もう1人の男が足を切る体勢で剣を振りかざしている。

「医者は?」理緒はテントに入ってきた隊長を振り返って言った。


「連れて来なかった。」と言う。

理緒は、床にリュックを下ろすと中から医療道具を取り出して

まずは手袋を嵌めた。



「切り落とすことはいつでもできるだろう?

 俺が見る。」

理緒はそう言うと怯える男の顔を見て微笑みながら言った。

「俺はリオン。あなたは?」

ちなみにリオンという男性名は存在するとゼストから聞いていたので

そう名乗った。



「ブラッシュ。」

「ブラッシュ。俺を信じて、体から力を抜いて。」

理緒は、男に顔を近づけて言った。

男は間近で見る理緒を見ておとなしく上を向いて目を閉じた。



理緒は男の足の方に移動すると、足のそばにしゃがんで傷口をよく見た。

これは・・・ひどいな・・と理緒は思った。

傷口はぐしゃぐしゃで虫が湧いている。

しかし、まだ間に合う。それに、こういう症状は見たことがある。



理緒は、注射を取り出して男の腕にさすと

足の処置に取りかかった。

理緒の後ろでは隊長とマーシェという男と

数人の男が呆然と理緒の手つきを見ていた。

それは、この世界の医者はある意味魔術師であり、

理緒のように処置するなど見たことが無かったからだ。



「おい。何か手伝うことは?」

隊長の男は理緒にそう声を掛ける。

「清潔な布があったら持ってきて。後熱い湯があったらそれも。

 それとどうしても痛くて動くだろうから軽くブラッシュを押さえて。」

理緒は手を動かしながらそう言った。



理緒はブラッシュに明るく声を掛けながら

器用に手を動かし続け、最後に傷口を縫うと、ようやく安堵の溜息をついた。

「もう、大丈夫だよ。ブラッシュ。」

理緒がそう言うと「ありがとう。リオン。ありがとう。」

ブラッシュは泣きながらそう言った。



隊長の男も理緒に握手を求めて言った。

「ブラッシュを助けてくれて礼を言う。

 あちらのテントで着替えてくれ。

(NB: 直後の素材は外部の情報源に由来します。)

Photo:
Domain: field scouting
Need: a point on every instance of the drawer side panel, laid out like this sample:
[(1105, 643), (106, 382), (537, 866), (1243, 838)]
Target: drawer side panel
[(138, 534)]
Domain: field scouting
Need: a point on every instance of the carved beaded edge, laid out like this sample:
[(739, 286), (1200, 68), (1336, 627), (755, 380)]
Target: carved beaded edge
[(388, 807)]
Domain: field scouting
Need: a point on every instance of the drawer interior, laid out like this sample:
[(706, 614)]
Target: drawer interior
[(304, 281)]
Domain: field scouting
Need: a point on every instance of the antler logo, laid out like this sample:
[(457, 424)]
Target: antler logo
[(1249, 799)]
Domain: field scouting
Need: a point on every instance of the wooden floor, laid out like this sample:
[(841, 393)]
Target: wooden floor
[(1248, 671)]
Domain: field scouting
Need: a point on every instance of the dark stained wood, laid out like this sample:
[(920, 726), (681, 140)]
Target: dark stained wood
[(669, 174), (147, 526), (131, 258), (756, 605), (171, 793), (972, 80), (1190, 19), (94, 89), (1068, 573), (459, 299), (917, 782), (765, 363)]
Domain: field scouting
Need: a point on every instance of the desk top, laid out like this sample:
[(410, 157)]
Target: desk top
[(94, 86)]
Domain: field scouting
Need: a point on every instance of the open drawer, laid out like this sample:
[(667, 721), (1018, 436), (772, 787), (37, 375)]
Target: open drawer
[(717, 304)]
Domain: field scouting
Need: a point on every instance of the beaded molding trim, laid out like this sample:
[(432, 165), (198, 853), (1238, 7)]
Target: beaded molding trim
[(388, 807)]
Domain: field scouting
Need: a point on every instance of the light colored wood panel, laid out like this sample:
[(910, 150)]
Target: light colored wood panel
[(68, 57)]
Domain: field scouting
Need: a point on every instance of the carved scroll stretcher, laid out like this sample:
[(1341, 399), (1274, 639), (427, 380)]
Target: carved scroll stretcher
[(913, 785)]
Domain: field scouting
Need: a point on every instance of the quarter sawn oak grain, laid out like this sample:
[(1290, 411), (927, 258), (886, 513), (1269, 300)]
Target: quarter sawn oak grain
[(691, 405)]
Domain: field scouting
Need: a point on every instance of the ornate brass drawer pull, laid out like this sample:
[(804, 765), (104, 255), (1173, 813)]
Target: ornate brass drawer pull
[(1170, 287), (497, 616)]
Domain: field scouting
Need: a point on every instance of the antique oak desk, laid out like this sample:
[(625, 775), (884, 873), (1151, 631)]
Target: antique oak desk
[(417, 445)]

」

理緒は自分の姿をみて苦笑して頷いた。

服にはブラッシュの血がつき、汗でぐちょぐちょに濡れていたからだ。

理緒は、道具を片付けてリュックを片手で持つと

隊長とマーシェの後をついてテントを出て、その近くの小型のテントに

移った。



「姿を見られたくなければカーテンの向こうで着替えると良い。」

隊長の言われたとおり理緒は、カーテンの後ろで服を着替え

布を頭に巻きつけ、テントの中に戻ると隊長とマーシェが座ってお茶を飲んでいた。

「おい。リオンも茶を飲め。」

隊長はそう言いながら理緒に茶を差し出した。



「あの・・・。この布を取る前に1つ聞きたいのですが。」

理緒はそう切り出した。

「なんだ?」

「この国で世界樹とはどう扱われているのですか?」

隊長とマーシェが驚いたように視線を交わした後、マーシェが口を開いた。

「この国、リタニア王国では世界樹は命の源として扱われております。

 こうして、隊が派遣されるときも医者はつかないまでも

 私のような神官が行動を共にしております。

 かつての世界樹様は無くなっても私達は世界のどこかに世界樹様が

 あると信じているのですよ。」

「ああ。俺達は確かにリタニア王国に忠誠を誓ってはいるが

 世界樹様は我らの魂の源。我らの神だ。」

「それは、良かった。」

理緒はそう言いながら頭に巻いていた布を取った。

2人は驚きで口をあんぐりあけたままと

理緒の黒い髪と黒い目を見つめたままかたまった。